Outsourcing business services offshore is now a familiar model to most Australian businesses, as they look to drive competitive advantage, expand, and gain access to a large English-speaking skilled labour pool at less than half the price of an onshore workforce. What’s new, however, is the engagement models between clients and offshore vendors. The engagement model that is growing exponentially, particularly among small to mid-size businesses, is Staff Leasing. This is also known as “co-sourcing.”
What is Staff Leasing?
Staff Leasing is the model of choice for companies that don’t want to cede control and management of their offshore team to a third party. The offshore team reports directly into the Australian business, and the third party simply provides office space, computer workstation, recruitment, HR, payroll, and support services. Other services are generally available a la carte menu style.
Under this model of offshoring, businesses can get the best of both worlds – the ability to remain in complete control of their business process, while also partnering with an experienced specialist in a low-cost, yet highly skilled labour market.
Importantly, this approach in the Philippines is estimated to be around 70% less than comparable onshore operations, with no additional Capex or Opex driven to the bottom line.
It’s just like having another division of your business, but instead of being in your building, they are based overseas.
What are the best practices and traits of success in Staff Leasing?
Companies that succeed in establishing a rewarding Philippines outsourcing operation typically follow these guiding principles:
- Over-invest in the beginning. The overall savings are significant so over-invest in the beginning and commit time and resources to getting your Philippines team off to a solid start. Establish clearly defined and transferable workflow, set clear objectives, apply selection rigour, train the staff on the ground, get to know your people and the Filipino culture.
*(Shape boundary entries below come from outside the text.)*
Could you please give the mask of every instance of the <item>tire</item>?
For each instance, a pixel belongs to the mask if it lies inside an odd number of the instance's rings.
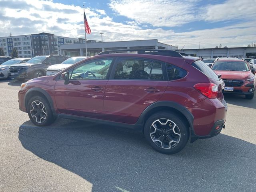
[[[35,78],[42,77],[44,76],[44,72],[41,70],[36,70],[34,72],[34,77]]]
[[[246,99],[252,99],[254,96],[254,93],[248,95],[245,95],[245,98]]]
[[[179,152],[184,148],[189,137],[187,126],[182,120],[179,116],[167,112],[153,114],[144,126],[147,141],[160,153],[174,154]]]
[[[36,125],[46,126],[55,120],[49,102],[40,96],[34,96],[29,100],[27,111],[30,120]]]

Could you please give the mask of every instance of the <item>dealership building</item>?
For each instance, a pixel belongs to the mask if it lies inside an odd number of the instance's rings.
[[[182,50],[181,52],[191,56],[203,58],[217,57],[244,58],[256,56],[256,47],[191,49]]]
[[[156,49],[177,50],[177,46],[158,42],[157,39],[110,42],[86,41],[87,56],[96,55],[102,51],[123,49]],[[85,56],[85,43],[63,44],[60,46],[62,54],[74,57]]]
[[[157,39],[102,42],[86,41],[87,55],[95,55],[103,50],[120,49],[156,49],[179,50],[178,46],[159,42]],[[6,56],[10,56],[16,48],[20,58],[30,58],[37,55],[62,54],[70,56],[86,55],[85,40],[42,32],[0,37],[0,47]],[[234,47],[184,49],[182,53],[203,58],[256,57],[256,47]]]

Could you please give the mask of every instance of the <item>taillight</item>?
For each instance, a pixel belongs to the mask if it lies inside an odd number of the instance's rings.
[[[212,83],[199,83],[194,88],[210,99],[215,99],[218,96],[218,85]]]

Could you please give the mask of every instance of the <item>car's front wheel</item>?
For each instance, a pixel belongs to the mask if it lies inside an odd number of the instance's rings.
[[[153,114],[144,127],[146,139],[160,153],[173,154],[181,150],[189,138],[188,128],[182,118],[175,114],[162,112]]]
[[[34,77],[35,78],[44,76],[44,72],[40,70],[37,70],[34,72]]]
[[[55,120],[48,101],[40,96],[34,96],[29,100],[27,111],[31,121],[36,125],[46,126]]]

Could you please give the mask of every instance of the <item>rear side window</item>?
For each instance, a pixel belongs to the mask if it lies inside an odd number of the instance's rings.
[[[205,65],[205,64],[204,64]],[[187,75],[187,71],[172,65],[170,63],[166,64],[167,75],[169,81],[176,80],[183,78]]]
[[[216,74],[202,61],[200,60],[195,61],[192,63],[192,66],[204,74],[208,78],[217,81],[220,80]]]

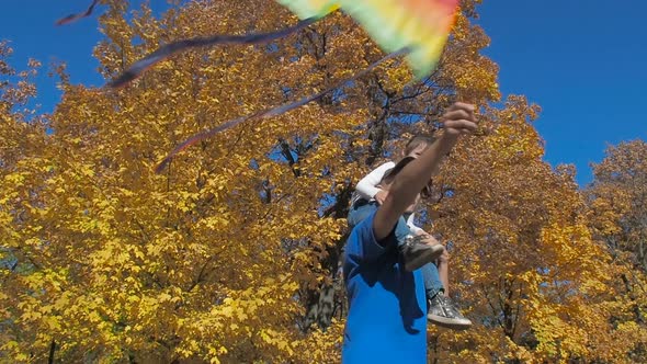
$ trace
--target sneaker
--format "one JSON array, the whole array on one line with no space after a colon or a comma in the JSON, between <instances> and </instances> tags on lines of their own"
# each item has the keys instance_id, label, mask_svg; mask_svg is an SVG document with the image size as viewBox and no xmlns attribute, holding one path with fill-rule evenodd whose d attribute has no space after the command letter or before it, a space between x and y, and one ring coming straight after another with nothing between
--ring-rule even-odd
<instances>
[{"instance_id":1,"label":"sneaker","mask_svg":"<svg viewBox=\"0 0 647 364\"><path fill-rule=\"evenodd\" d=\"M424 243L422 237L408 237L400 247L405 270L412 272L427 263L433 262L442 255L444 249L440 243L433 246Z\"/></svg>"},{"instance_id":2,"label":"sneaker","mask_svg":"<svg viewBox=\"0 0 647 364\"><path fill-rule=\"evenodd\" d=\"M472 327L472 321L466 319L452 300L444 293L439 292L429 300L427 319L440 327L452 330L465 330Z\"/></svg>"}]
</instances>

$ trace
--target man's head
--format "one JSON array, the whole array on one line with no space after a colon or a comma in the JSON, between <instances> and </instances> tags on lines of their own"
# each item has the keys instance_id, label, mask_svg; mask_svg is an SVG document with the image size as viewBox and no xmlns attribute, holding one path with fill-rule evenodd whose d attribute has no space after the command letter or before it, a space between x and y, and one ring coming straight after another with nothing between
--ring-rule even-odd
<instances>
[{"instance_id":1,"label":"man's head","mask_svg":"<svg viewBox=\"0 0 647 364\"><path fill-rule=\"evenodd\" d=\"M378 184L379 187L384 191L388 191L390 189L390 186L393 185L394 181L396 180L396 177L398 175L398 173L400 173L400 171L402 171L405 166L407 166L412 160L416 160L416 158L417 157L407 156L407 157L400 159L394 168L387 170L386 173L384 173L384 177L382 178L382 181L379 181L379 184ZM413 200L411 202L411 204L407 207L407 209L405 212L412 213L419 201L420 201L420 193L416 195L416 200Z\"/></svg>"}]
</instances>

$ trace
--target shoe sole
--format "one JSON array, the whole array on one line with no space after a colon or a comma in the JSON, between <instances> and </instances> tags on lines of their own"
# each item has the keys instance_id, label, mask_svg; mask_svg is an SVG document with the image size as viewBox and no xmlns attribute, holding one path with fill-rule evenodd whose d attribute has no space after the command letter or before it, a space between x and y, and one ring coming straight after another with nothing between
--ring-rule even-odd
<instances>
[{"instance_id":1,"label":"shoe sole","mask_svg":"<svg viewBox=\"0 0 647 364\"><path fill-rule=\"evenodd\" d=\"M425 250L423 254L420 254L420 257L418 257L409 262L406 262L405 270L412 272L427 263L433 262L434 260L439 259L443 254L443 250L444 250L444 248L441 244L435 244L435 246L431 247L429 250Z\"/></svg>"},{"instance_id":2,"label":"shoe sole","mask_svg":"<svg viewBox=\"0 0 647 364\"><path fill-rule=\"evenodd\" d=\"M427 319L436 326L452 330L467 330L472 327L472 321L468 319L451 319L435 315L427 315Z\"/></svg>"}]
</instances>

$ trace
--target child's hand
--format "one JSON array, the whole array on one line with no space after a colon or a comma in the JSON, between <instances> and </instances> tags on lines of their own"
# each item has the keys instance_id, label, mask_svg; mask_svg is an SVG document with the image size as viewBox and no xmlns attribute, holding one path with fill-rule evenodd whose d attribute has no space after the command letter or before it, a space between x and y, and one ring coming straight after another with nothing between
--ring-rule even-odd
<instances>
[{"instance_id":1,"label":"child's hand","mask_svg":"<svg viewBox=\"0 0 647 364\"><path fill-rule=\"evenodd\" d=\"M388 195L388 191L384 191L384 190L379 190L379 192L377 192L375 194L375 196L373 196L373 198L375 198L375 201L382 205L384 204L384 201L386 200L386 196Z\"/></svg>"}]
</instances>

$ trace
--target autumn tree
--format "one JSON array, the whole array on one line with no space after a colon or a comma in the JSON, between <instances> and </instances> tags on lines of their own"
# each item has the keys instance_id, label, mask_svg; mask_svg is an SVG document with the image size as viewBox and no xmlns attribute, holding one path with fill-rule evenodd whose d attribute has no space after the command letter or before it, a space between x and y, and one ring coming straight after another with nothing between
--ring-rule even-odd
<instances>
[{"instance_id":1,"label":"autumn tree","mask_svg":"<svg viewBox=\"0 0 647 364\"><path fill-rule=\"evenodd\" d=\"M645 309L647 296L647 144L636 139L610 146L604 160L593 164L587 187L590 224L609 249L613 263L610 291L614 299L614 334L626 342L635 362L647 357Z\"/></svg>"},{"instance_id":2,"label":"autumn tree","mask_svg":"<svg viewBox=\"0 0 647 364\"><path fill-rule=\"evenodd\" d=\"M297 21L271 0L163 14L101 3L94 56L106 81L175 39ZM450 247L452 293L475 327L431 328L430 359L640 357L632 315L644 281L626 265L642 264L639 229L622 225L640 209L602 187L589 207L570 168L542 161L538 107L521 96L491 106L498 66L481 54L478 3L462 2L428 79L387 62L316 103L203 140L161 174L155 166L189 136L328 88L383 53L337 12L264 46L174 56L121 90L71 84L59 67L63 100L39 115L26 107L38 65L16 73L1 46L0 359L339 362L352 187L407 135L436 133L457 99L479 105L484 130L449 157L420 216ZM612 235L609 255L600 242ZM629 300L614 300L622 274Z\"/></svg>"}]
</instances>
- Start with easy processes. Businesses that commence offshoring operations often test the waters with basic non-core functions, and move on to complex or more specialised work once they achieve their desired results. This staged approach reduces risk and builds confidence and know-how in the team.
- Actively participate during the initial stages. Make it a point to either visit the leasing provider in person, or if travel is not possible, via Zoom meetings. Assist in or facilitate training, and collaborate with the local staff to establish clear processes and KPIs to ensure accountability.
- Prioritise the skills of candidates, rather than negotiating the wages. Engage a provider that will help you achieve your goals by creating job profiles that reflect the skillsets you need, and appeal to the local market. Paying someone $100 more a month is a big deal in the Philippines and will enable you to attract and retain higher qualified candidates.
- Openly communicate with your provider. Businesses who establish a sound relationship and work closely with their provider’s management and staff are more likely to succeed.
- Implement performance drivers and retention programs. Performance drivers and retention programs should be established to motivate the offshore team, give credit where it is due, and reward results.
- Treat the offshore team as an extension of the local operation. Explain to local staff that the offshore team is not a replacement, rather an extension of the local operations.
Offshoring is not just for large scale businesses any more – there are multiple models that can suit almost any business. Staff Leasing is the perfect middle ground for businesses that are looking to expand operations in the Philippines yet leverage the vendor’s expertise, resources, corporate infrastructure and assets for up to 30% of the cost of building a team onshore.